Building a safer Sandy Hook
Posted July 29, 2014By Sarah Ferris
Violent crime is rare in Newtown, the quiet Fairfield County suburb of about 27,000 people. Before the mass killing in 2012, town police counted just four homicides in 27 years.
But since Newtown officials began planning the new Sandy Hook Elementary School, project leader Rob Sibley has heard requests for bulletproof glass, wall-to-wall cameras and barbed-wired fences around the entire perimeter.
Sibley said he understands the need for the highest-possible level of security: His three children and his wife had been inside the school where 26 children and educators were murdered. He was also a first responder to the scene with Sandy Hook Volunteer Fire and Rescue.
“The reality is that we really need to create a safe school that doesn’t create a prison-like setting,” said Sibley, the town’s deputy land use director. “It’s an extraordinary balancing act.”
Much of the rebuilding in Sandy Hook is unprecedented: Rarely is a town given tens of millions of dollars in state funding and access to top consulting firms for the construction of one building. But even with the industry’s best resources at their fingertips, Sibley said there’s no way to ensure that nothing bad will happen.

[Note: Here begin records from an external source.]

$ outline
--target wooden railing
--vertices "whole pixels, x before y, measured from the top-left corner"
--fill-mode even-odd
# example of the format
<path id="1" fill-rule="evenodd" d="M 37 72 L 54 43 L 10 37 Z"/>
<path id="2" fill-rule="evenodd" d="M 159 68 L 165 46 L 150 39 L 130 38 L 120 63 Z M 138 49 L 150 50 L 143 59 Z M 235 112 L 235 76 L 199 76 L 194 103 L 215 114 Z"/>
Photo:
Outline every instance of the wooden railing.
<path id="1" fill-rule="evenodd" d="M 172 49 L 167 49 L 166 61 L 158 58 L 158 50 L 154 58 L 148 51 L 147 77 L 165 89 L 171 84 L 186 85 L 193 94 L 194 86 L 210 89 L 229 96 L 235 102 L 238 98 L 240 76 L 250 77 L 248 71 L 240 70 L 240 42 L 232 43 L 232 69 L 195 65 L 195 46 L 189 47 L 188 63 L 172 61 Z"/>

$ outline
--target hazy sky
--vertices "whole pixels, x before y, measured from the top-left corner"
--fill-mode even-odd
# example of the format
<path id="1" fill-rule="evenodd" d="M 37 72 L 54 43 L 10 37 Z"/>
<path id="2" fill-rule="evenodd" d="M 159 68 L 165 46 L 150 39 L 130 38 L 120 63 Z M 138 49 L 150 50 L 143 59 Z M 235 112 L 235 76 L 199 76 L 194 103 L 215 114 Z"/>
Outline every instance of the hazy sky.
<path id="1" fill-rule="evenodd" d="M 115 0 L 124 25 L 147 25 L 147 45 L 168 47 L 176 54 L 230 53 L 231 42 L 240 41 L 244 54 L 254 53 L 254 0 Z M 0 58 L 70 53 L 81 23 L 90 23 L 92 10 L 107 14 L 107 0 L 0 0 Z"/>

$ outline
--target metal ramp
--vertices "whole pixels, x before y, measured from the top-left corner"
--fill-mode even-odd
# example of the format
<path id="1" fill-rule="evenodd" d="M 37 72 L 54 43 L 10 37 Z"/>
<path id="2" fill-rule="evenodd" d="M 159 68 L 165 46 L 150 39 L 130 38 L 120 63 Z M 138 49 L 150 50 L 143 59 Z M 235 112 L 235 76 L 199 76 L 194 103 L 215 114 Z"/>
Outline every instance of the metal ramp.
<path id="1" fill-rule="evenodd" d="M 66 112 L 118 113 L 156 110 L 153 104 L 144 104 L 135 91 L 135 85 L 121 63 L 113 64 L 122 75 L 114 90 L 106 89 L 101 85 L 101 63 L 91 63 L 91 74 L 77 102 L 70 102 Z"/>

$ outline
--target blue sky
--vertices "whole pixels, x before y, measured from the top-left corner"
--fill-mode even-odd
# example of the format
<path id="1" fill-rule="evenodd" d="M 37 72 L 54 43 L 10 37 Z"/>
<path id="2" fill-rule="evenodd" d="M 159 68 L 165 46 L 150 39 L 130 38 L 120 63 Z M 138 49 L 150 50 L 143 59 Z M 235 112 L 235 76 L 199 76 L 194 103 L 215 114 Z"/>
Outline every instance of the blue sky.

“People now recognize that even with [the best] system in place, all it takes is a few bullets to get through it. Suddenly we went from, ‘We can do all of these things,’ to ‘Wow, even in some of the best scenarios and protocols, you can have it not work,” Sibley said.
In the months after the shooting, school security became a town-wide priority. The Newtown Board of Education voted to station armed guards at each of the town’s other elementary schools. The high school and middle school, which already had armed resource officers, doubled down on security and restricted all visitors that didn’t have prior permission to enter.
Armed guards were also installed in many schools across Connecticut, and each school district was asked to map out safety plans in the case of a shooter. Around the country, lawmakers pitched a total of 450 bills related to school security, many of which involved armed staff members.
Rebekah Harriman-Stites, whose son Fisher attends second grade at nearby Middle Gate Elementary School, said she prefers not to have armed officers at her child’s school.
But then she remembers a conversation with Fisher about six months after the shooting. As she dropped him off at school, Fisher said he never wanted the police officers to leave “because then, somebody’s going to come into my school and shoot everybody.”
Harriman-Stites said she would continue to support armed officers as long as they make her son feel safe – although she doesn’t believe it will protect him completely.
“You want to be able to say, ‘Don’t worry, that’s never going to happen again.’ But you just don’t know, and you don’t want to lie. There’s no guarantee,” she said.
Arene Spoonfeather teaches art at Newtown Middle School and lives just a few minutes outside of Newtown. She thinks about safety constantly, but says pouring money into security won’t ease people’s concerns.
“There is no glass strong enough. There are no bricks strong enough. There are no security guards who can run fast enough,” she said.
She advocates resources for support programs, such as counseling and art therapy for the young kids who were affected because she believes “you’ve got to start with the heart.”